BRADENTON, Fla. -- Change, announced a year ago and highly anticipated, perfumes the air of the 2015 NCAA Division I Women’s Golf Championship.
Played May 22-27 at the Jack Nicklaus-and-Tony-Jacklin-authored Concession Golf Club, this championship will be decided with new format and seen on a new television partner.
What’s not new is that reigning champion Duke returns to defend its 2014 crown, and the presence of other perennial Division I contenders.“I love this time of year,” said Duke head coach Dan Brooks, who leads all NCAA Division I coaches with 122 tournament wins. “I think when I won’t love this time of year, it’ll be time to hang it up, but I can’t wait to get down to Florida.”
The top six teams from the four regionals played May 7-9, plus the top 12 individuals not on an NCAA finals-qualifying team, form the lineup for Friday’s opening round. Those 24 teams and 12 individual competitors will play 54 holes of stroke play.

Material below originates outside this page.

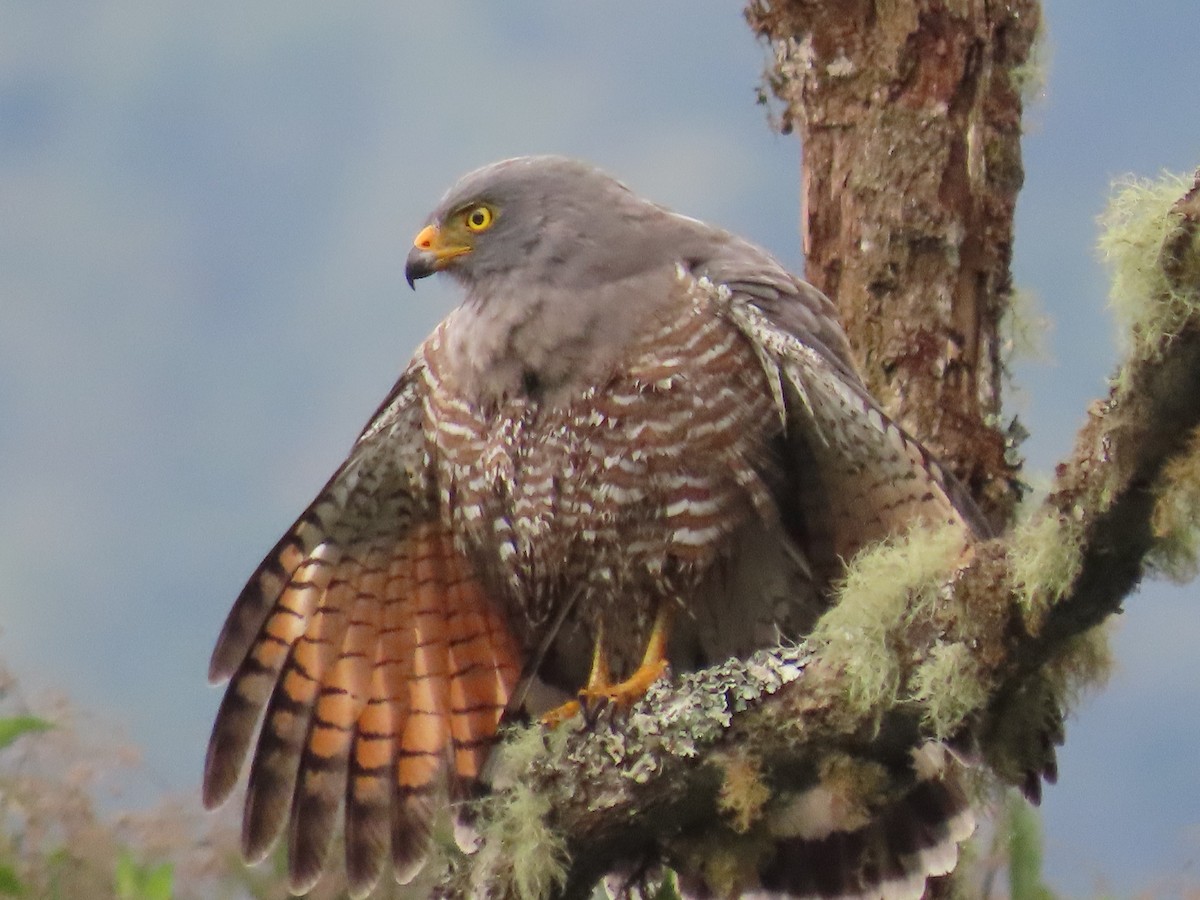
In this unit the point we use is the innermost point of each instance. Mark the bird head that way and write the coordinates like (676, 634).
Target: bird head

Following the final of those four rounds, on Monday the top 15 teams plus the top-nine individuals all advance to another day of stroke play on Tuesday. The results of Tuesday’s round will determine the individual 72-hole champion. It also will cull the final 15 teams for Wednesday’s seeded match-play round that will determine the team champion.

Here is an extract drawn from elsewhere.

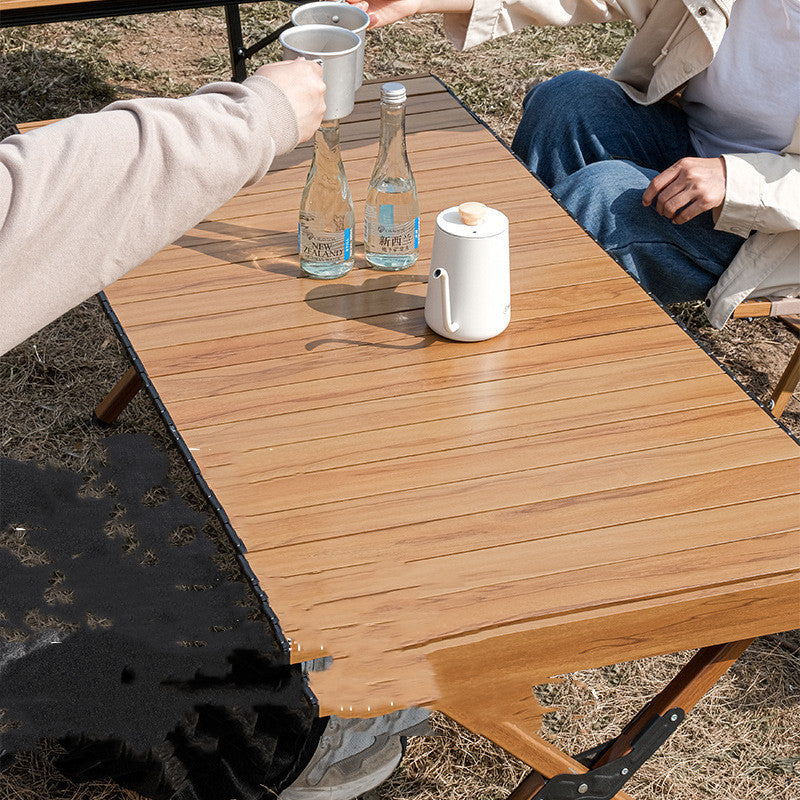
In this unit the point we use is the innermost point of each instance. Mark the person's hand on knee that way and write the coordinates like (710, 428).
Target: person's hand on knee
(301, 82)
(384, 12)
(689, 187)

The Golf Channel will provide live coverage of the final three rounds on Monday-Wednesday.
Sixth-ranked Duke returns seeking a seventh NCAA title and its first back-to-back since winning three consecutive Division I titles from 2005-2007. The Blue Devils beat Atlantic Coast Conference rival and No. 14 Wake Forest by three strokes to win the South Bend, Indiana regional crown. Fifth-ranked Arizona finished fourth.
In fact, it was a Blue Devil-themed weekend. Freshman Leona Maguire’s individual title in South Bend marked her second consecutive tournament victory (she has three overall this season). Junior teammate Celine Boutier finished second by one stroke.
Boutier, the 2014 Player of the Year and Division I individual runner-up, and sophomore Sandy Choi are the only returning Blue Devils from last season’s championship squad. They’ll be joined in Bradenton by a trio of talented freshmen that includes Leona Maguire, Lisa Maguire and Gurbani Singh.
“We only have two players coming back from [last] year’s nationals, Celine and I, but we just came off winning regionals as a team and I think we all feel pretty good about that,” Choi said. “And the freshmen are playing really well.”
Leona Maguire, currently the top-ranked Division I player in Golfweek’s collegiate rankings, views Duke’s youth as a mostly good thing.
“It’s definitely a benefit that we don’t really have as much expectations and pressure on us as some other teams if we were returning five that won the national championship last year,” she said. “But then again, we don’t really know what to expect. So the upperclassmen have been key in trying to explain to us what to expect.”
One of those expectations should be a challenge from reigning Division I runner-up Southern California, which also arrives in Bradenton as a regional champion. The third-ranked Trojans led all three rounds of the St. George, Utah regional, with UNLV’s Dana Finkelstein scoring the individual victory. The 2013 NCAA champion, Southern California seeks its fourth national title and is riding a streak of five consecutive top-five NCAA finishes.
Fourth-ranked South Carolina won the Raleigh, North Carolina regional and advanced to its sixth consecutive NCAA final. The Gamecocks had to fight rallies from Southeastern Conference rivals Alabama (the 2012 NCAA champion) and No. 7 LSU in order to prevail in the final round. LSU’s Madeline Sagstrom did prevail for the individual regional title.
No. 19 Baylor faced a different script in the San Antonio regional, storming back from a four-stroke deficit to second-round leader Tennessee. The Bears eventually beat second-place and No. 2 UCLA by three strokes while No. 13 Tennessee finished third. Baylor’s Haley Davis led her team’s charge with a 7-under 65, which was good enough to secure low-medalist honors.
Top-ranked Washington finished fifth in San Antonio, thus will appear in Bradenton.